Patel briefs Pannick
Home secretary to be represented by two QCs in Rwanda challenge
I hear that Lord Pannick QC is to represent the home secretary in the High Court next month at a hearing to decide whether Priti Patel can lawfully send asylum-seekers to Rwanda. The barrister will appear alongside Sir James Eadie QC, who as first treasury counsel takes on the most demanding cases for the government.
The two QCs, both members of Blackstone Chambers, often appear against each other — most famously in the two challenges brought by Gina Miller over whether the government could trigger Brexit and prorogue parliament. Pannick won both cases for Miller in the Supreme Court.
As a crossbench peer, Pannick voted against aspects of Patel’s Nationality and Borders Bill, since passed by parliament. As a barrister, though, he is known to be a strong supporter of the bar’s so-called cab-rank rule — meaning that he will take the first fare offered when he is available for hire, regardless of whether the customer wants to go north or south of the river.
The government’s decision to brief Pannick as well as Eadie shows how much importance it attaches to defending its Rwanda asylum policy against the legal challenges that Mr Justice Swift will hear between July 19 and July 21.

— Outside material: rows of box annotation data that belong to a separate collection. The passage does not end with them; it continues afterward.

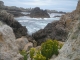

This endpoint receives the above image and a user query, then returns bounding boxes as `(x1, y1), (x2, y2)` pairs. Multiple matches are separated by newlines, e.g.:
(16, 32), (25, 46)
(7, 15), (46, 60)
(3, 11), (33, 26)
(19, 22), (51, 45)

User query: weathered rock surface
(51, 17), (80, 60)
(16, 36), (33, 51)
(0, 22), (23, 60)
(0, 10), (27, 38)
(32, 0), (80, 45)
(0, 1), (4, 9)
(30, 7), (50, 18)
(16, 37), (29, 50)
(32, 21), (67, 45)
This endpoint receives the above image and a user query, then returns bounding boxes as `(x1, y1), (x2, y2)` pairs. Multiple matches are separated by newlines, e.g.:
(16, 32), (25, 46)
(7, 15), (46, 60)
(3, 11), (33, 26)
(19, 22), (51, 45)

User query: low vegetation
(20, 39), (63, 60)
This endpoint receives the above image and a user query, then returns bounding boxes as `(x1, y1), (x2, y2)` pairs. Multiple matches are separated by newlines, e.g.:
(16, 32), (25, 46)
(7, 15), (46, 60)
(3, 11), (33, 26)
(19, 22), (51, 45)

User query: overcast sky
(2, 0), (78, 12)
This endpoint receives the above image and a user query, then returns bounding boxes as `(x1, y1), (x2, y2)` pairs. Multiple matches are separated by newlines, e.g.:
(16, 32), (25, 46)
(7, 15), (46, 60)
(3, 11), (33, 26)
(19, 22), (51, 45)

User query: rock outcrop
(32, 21), (68, 45)
(30, 7), (50, 18)
(51, 16), (80, 60)
(0, 1), (4, 9)
(0, 21), (23, 60)
(32, 0), (80, 45)
(16, 36), (33, 51)
(0, 10), (27, 38)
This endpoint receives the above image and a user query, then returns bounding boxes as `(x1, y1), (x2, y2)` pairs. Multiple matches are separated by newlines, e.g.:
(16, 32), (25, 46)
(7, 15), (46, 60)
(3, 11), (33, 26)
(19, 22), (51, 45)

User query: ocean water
(15, 14), (61, 35)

Claims by several asylum-seekers have already been considered by the High Court, the Court of Appeal, the UK Supreme Court and the European Court of Human Rights — but only on the narrow question of whether the balance of convenience favoured allowing the claimants to remain in the UK until the lawfulness of the home secretary’s policy had been decided.
Swift decided that the importance of Patel being able to implement her policy in the meantime outweighed the problems which they might suffer if removed to Rwanda. The other UK judges agreed, but the Strasbourg court then blocked their removal until the hearing next month.
Pannick does not win every case in which he appears — his is sometimes briefed because a case is almost unwinnable — but it’s often said that if he can’t win a case for a client then nobody can.
By securing his services, the government has stopped solicitors for the asylum-seekers instructing Pannick in the High Court or the appeals that are likely to follow. Three junior members of Blackstone Chambers are already representing some of the claimants, along with QCs from other chambers.